Surprise d’autant plus grande que ce prix m’est attribué pour des travaux effectuésil y a plus de trente ans, dans le cadre de mon doctorat d’état. « Ces recherches, nous dit le jury du Prix Balzan, ont rendu possible le contrôle experimental des états quantiques intriqués, élément essentiel du traitement quantique de l’information ». De quoi s’agit-il ?

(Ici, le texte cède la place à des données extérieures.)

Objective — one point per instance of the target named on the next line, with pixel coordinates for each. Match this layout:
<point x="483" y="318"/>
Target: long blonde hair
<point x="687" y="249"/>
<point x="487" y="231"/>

C’est Einstein qui a découvert en 1935 la possibilité théorique de l’intrication quantique entre deux particules éloignées. Certaines prédictions théoriques relatives à ces particules intriquées étaient tellement étonnantes qu’Einstein en tira un argument pour tenter de démontrer une incohérence dans l’interprétation dominante de la mécanique quantique, développée par Niels Bohr et ses élèves, et appelée « interprétation de Copenhague ». L’argument d’Einstein, Podolsky et Rosen, fut publié dans la Physical Review de mai 1935. Dès juillet 1935 Niels Bohr envoya une réponse, publiée en octobre de la même année, réfutant la conclusion de l’article EPR. Pendant près de trente ans, le débat demeura cantonné à une question d’interprétation de la Mécanique Quantique, sans conséquence pratique sur la façon d’utiliser cette théorie dans l’activité habituelle des physiciens. Mais en 1964, un chercheur du CERN trop tôt disparu, John Stuart Bell, montra qu’en fait la position d’Einstein aboutissait à des prévisions concrètes pouvant diverger des prévisions de la Mécanique Quantique. Le débat sortait du cadre de l’épistémologie, pour entrer dans celui de la physique, avec la possibilité de trancher expérimentalement entre la position d’Einstein et celle de Bohr.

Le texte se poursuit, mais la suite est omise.